An opportunity is presented here for telcos, and they are jumping on it. In fact, 20% of all streaming video subscriptions are now sold through bundling partnerships with telco companies, reaching 25% by 2028, according to a new report from Omdia and Bango. Global revenue from video, music and other subscription-based services sold via telcos will total $24.8 billion this year and grow to $42.8 billion in 2027.

Still, streaming partnerships alone may not be enough to get providers out of the woods. As it currently stands, the situation is challenging. Telcos face saturated markets, declining revenue per user and non-stop churn. While network traffic will grow by 219% in five years, revenues are only projected to grow by 14.6%.

A new strategy may be needed. And now, one has been created in the form of “super bundling.”

Super bundling, a term potentially originating from the early days of pay TV, finds prominent application in the realm of big tech, exemplified by Amazon Prime and Apple One. These bundles consolidate diverse subscription services into a single package, offering cost savings compared to individual subscriptions.

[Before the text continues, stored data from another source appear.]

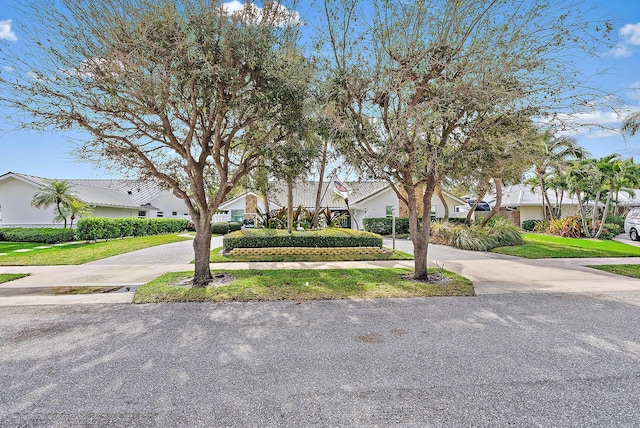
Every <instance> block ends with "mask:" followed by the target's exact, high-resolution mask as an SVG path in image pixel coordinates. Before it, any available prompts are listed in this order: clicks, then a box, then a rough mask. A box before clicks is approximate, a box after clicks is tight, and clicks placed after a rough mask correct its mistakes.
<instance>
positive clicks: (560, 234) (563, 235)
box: [548, 215, 582, 238]
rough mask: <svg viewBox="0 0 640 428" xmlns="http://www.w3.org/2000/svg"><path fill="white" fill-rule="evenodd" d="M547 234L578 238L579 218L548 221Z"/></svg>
mask: <svg viewBox="0 0 640 428" xmlns="http://www.w3.org/2000/svg"><path fill="white" fill-rule="evenodd" d="M548 231H549V233H552V234H554V235H558V236H563V237H565V238H579V237H580V236H582V223H581V219H580V216H577V215H573V216H568V217H564V218H559V219H555V220H550V221H549V229H548Z"/></svg>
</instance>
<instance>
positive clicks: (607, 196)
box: [594, 188, 613, 239]
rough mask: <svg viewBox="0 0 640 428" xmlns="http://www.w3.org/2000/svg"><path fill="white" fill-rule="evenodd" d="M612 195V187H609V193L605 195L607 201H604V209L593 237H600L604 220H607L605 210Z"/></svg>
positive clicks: (604, 221) (607, 207)
mask: <svg viewBox="0 0 640 428" xmlns="http://www.w3.org/2000/svg"><path fill="white" fill-rule="evenodd" d="M612 196H613V188H611V189H609V194H608V195H607V202H606V203H605V206H604V211H603V213H602V220H601V221H600V227H599V228H598V231H597V232H596V234H595V235H594V238H596V239H600V235H601V234H602V231H603V230H604V222H605V221H606V220H607V211H608V210H609V204H610V203H611V197H612ZM594 227H595V226H594Z"/></svg>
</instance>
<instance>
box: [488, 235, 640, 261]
mask: <svg viewBox="0 0 640 428" xmlns="http://www.w3.org/2000/svg"><path fill="white" fill-rule="evenodd" d="M523 236H524V239H525V241H526V244H525V245H519V246H514V247H499V248H495V249H493V250H492V251H493V252H495V253H500V254H507V255H511V256H517V257H524V258H528V259H550V258H586V257H638V256H640V247H635V246H633V245H628V244H623V243H621V242H617V241H599V240H595V239H582V238H563V237H560V236H550V235H540V234H524V235H523Z"/></svg>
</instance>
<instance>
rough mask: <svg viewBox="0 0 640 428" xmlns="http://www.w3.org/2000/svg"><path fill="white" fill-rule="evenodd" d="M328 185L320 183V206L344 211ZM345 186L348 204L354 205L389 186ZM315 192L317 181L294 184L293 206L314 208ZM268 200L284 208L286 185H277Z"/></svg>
mask: <svg viewBox="0 0 640 428" xmlns="http://www.w3.org/2000/svg"><path fill="white" fill-rule="evenodd" d="M329 184H330V182H329V181H328V180H327V181H324V182H323V183H322V199H321V200H320V206H321V207H323V208H324V207H329V208H331V209H341V208H344V209H346V208H347V204H345V202H344V199H342V197H341V196H340V195H337V194H336V193H334V192H332V191H331V190H329V189H328V187H329ZM346 184H347V186H348V187H349V188H350V189H351V196H349V204H355V203H357V202H358V201H361V200H362V199H365V198H367V197H369V196H371V195H372V194H374V193H377V192H378V191H380V190H382V189H384V188H386V187H388V186H389V183H387V182H386V181H368V182H354V183H346ZM317 191H318V182H317V181H307V182H302V183H296V184H295V186H294V188H293V206H295V207H297V206H300V205H302V206H303V207H305V208H313V207H315V205H316V192H317ZM269 200H270V201H272V202H274V203H275V204H277V205H279V206H281V207H286V206H287V186H286V184H279V185H278V186H277V188H276V191H275V192H273V193H272V194H270V195H269Z"/></svg>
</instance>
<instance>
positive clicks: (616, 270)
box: [589, 265, 640, 278]
mask: <svg viewBox="0 0 640 428" xmlns="http://www.w3.org/2000/svg"><path fill="white" fill-rule="evenodd" d="M589 267H590V268H593V269H598V270H601V271H604V272H609V273H615V274H616V275H622V276H628V277H631V278H640V265H595V266H589Z"/></svg>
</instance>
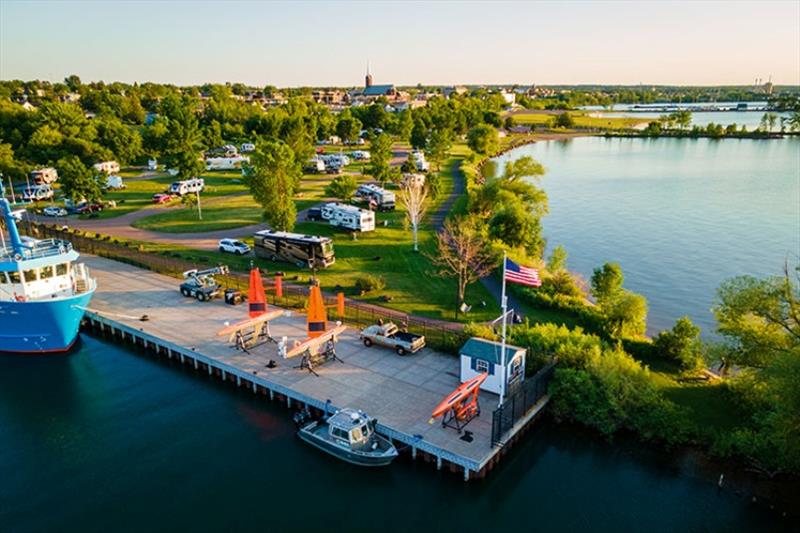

For instance, Apple One Premier grants subscribers access to an array of Apple services like cloud storage, video-on-demand, music streaming, gaming, health and fitness, and digital newsstands, all at a price over 40% lower than separate subscriptions. Amazon Prime similarly includes in-house media services such as video, music, e-books, gaming and photo storage.

Despite their core businesses of e-commerce and devices, Amazon and Apple have ventured into content services, enhancing platform engagement. Super bundling enhances the attractiveness of their value-added offerings, enticing customers and undercutting specialized competitors like Netflix and Spotify (News - Alert)

Telco-driven super bundling serves as an inclusive platform for standalone content services to form a collective advantage. Unlike restricted offerings like Amazon Prime and Apple One, telco super bundles present a broader selection, spanning multiple providers and service types. Telcos are uniquely positioned for versatile pick-and-mix bundling due to their extensive distribution and payment mechanisms.

"With a fifth of SVOD subscriptions now sold through telco bundles, it's clear there's a paradigm shift under way in the streaming market,” said Anil Malhotra, Bango (News - Alert) co-founder.

Few examples of true telco super bundling, characterized by a comprehensive array of subscription management and content discovery features, currently exist. Notable among these is Australia's Optus (News - Alert) SubHub, which offers bundled service discounts and seamless subscription linking. Verizon's +play in the U.S. expands choice across various sectors, including entertainment and fitness, featuring unique deals like the combined Netflix and Paramount Plus offering.

South Korea's SKT's T Universe boasts the most extensive telco super bundling, aggregating around 85 services, including physical goods. While nascent, telco super bundling holds substantial promise, empowering telcos to play a pivotal role in the growing OTT subscriptions economy, transcending their conventional status as passive service providers.

“Super Bundling is not only a churn buster — the more services telcos get customers to subscribe to, the more stickiness they create — but can also turn into a revenue stream in its own right,” said Malhotra.

That said, the journey toward successful telco bundling is laden with intricate technical and commercial complexities. Nothing is easy, right? Price subsidization, due diligence on prospective partners, fraudulent users, activation rates, backend integration and unavailability of unified billing are a few of the challenges faced with telco bundling.

It's apparent that realizing the full potential of telco super bundling necessitates strategic outsourcing, given the multifaceted challenges that stand in the way.